Creato il 25 gennaio 2013 da Cagliostro @Cagliostro1743

Le mani della ‘ndrangheta sulla cocaina e sul calcio: inchiesta di Reuters sul comune calabrese di RosarnoSpesso si sente parlare della “mafia del calcio” magari riferendosi ad un sistema sportivo non troppo limpido. Più raro invece leggere della ‘ndrangheta nel calcio. Mettere in luce gli interessi della criminalità calabrese nel mondo del calcio e non solo è quanto realizzato da Steve Scherer dell’importante agenzia di stampa Reuters con la sua inchiesta “Insight – Smuggling, football and the mafia”. Scherer parte del caso della Rosarnese, squadra semiprofessionale della città di Rosarno (Rc), un piccolo comune della piana di Gioia Tauro. La squadra di calcio era legata, secondo quanto hanno rivelato ex membri del clan poi diventati collaboratori di giustizia, al locale clan Pesce. I beni della cosca sono stati sequestrati dalla polizia (per un valore approssimativo di 220 milioni di euro) ed anche la squadra nel 2011 è stata posta sotto sequestro giudiziario. Il team aveva bisogno di nuovi sponsor ma nessuno si è mostrato interessato, per paura di ritorsioni, a prendere il posto della locale cosca della ‘ndrangheta. Questo ha provocato la fine della squadra che – dopo una stagione deludente – è stata sciolta.
Reuters evidenzia come il peso della ‘ndrangheta ormai sia più importante della vicina mafia siciliana. «Oggi la mafia calabrese è una forza nazionale ed internazionale. Sta fortemente inquinando l’economia e compromettendo il sistema politico. Con una squadra di calcio, la ‘ndrangheta espande sia la sua portata economica che la sua posizione politica all’interno di una comunità»: questo il pensiero di Pierpaolo Romani, giornalista, coordinatore nazionale dell’associazione antimafia Avviso Pubblico e autore del libro Calcio criminale.
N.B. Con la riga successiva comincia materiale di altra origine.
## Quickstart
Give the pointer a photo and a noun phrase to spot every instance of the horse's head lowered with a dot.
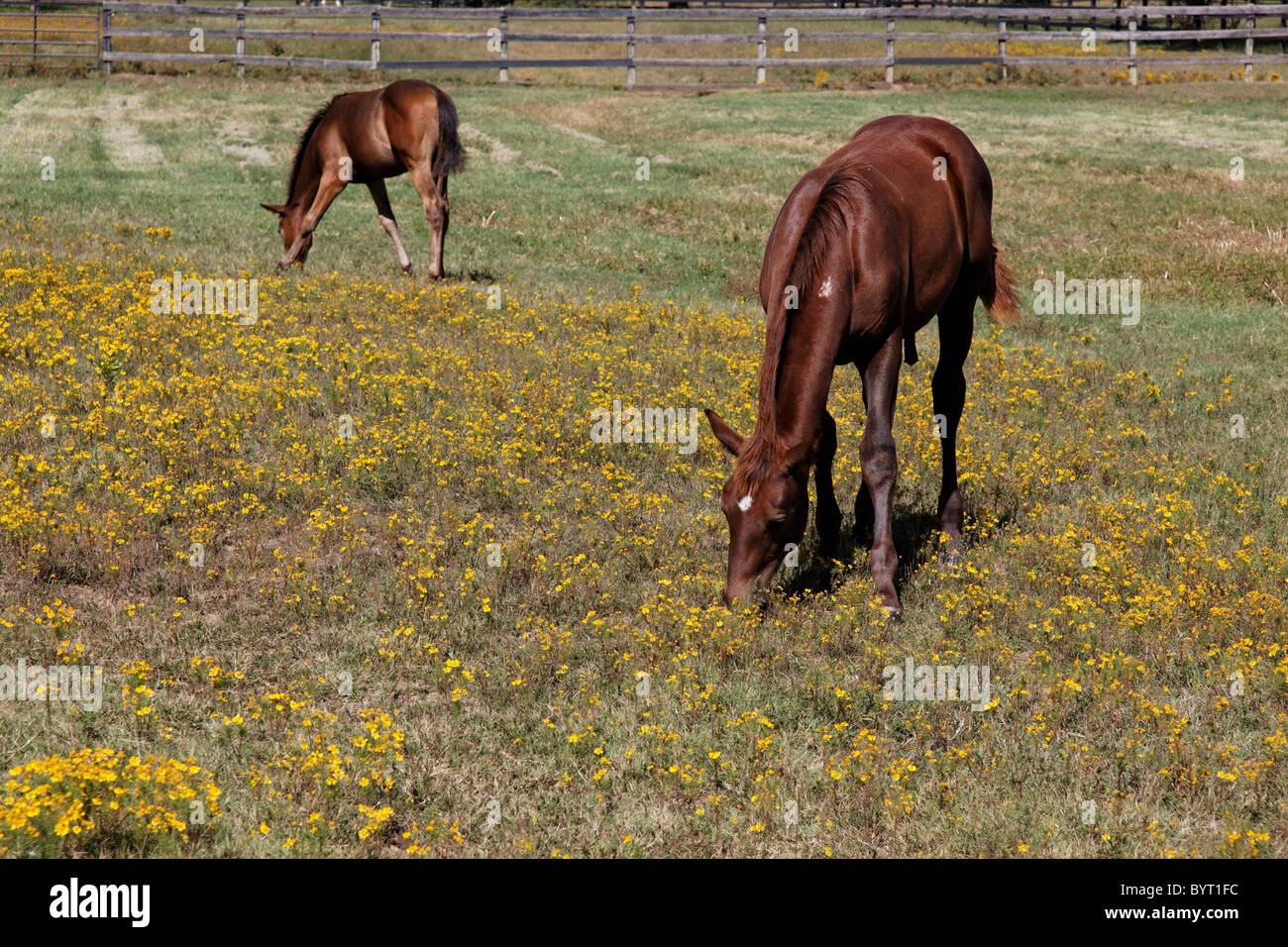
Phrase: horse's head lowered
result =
(767, 504)
(288, 226)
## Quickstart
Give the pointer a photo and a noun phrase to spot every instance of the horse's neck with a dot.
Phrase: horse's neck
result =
(308, 182)
(804, 381)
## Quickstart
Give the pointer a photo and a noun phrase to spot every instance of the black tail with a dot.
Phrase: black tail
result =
(450, 157)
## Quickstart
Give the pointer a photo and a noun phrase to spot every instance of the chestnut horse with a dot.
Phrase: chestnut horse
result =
(889, 231)
(366, 137)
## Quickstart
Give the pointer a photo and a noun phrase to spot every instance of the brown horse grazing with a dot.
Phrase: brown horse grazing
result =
(889, 231)
(366, 137)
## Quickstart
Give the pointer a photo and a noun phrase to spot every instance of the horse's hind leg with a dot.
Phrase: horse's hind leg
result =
(880, 463)
(827, 515)
(956, 326)
(436, 211)
(385, 214)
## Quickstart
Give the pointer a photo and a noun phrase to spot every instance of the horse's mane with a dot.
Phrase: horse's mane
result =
(828, 222)
(304, 144)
L’importanza della ‘ndrangheta è cresciuta enormemente grazie al traffico di cocaina dal Sud America anche sfruttando il vicino porto di Gioia Tauro in cui – secondo quanto scrive Reuters – l’anno scorso è stata sequestrata quasi la metà di tutta la cocaina sequestrata dalla polizia in Italia: il porto container calabrese (uno dei più importanti del Mediterraneo) è attualmente uno dei principali ingressi di droga in Europa come ha evidenziato la Commissione parlamentare d’inchiesta sul fenomeno della criminalità. Tutto questo a pochi chilometri dalla capo Vaticano tanto amata dallo scrittore Giuseppe Berto e nei territori descritti in Mastro Adamo il Calabrese da Alexandre Dumas, l’autore de I tre moschettieri.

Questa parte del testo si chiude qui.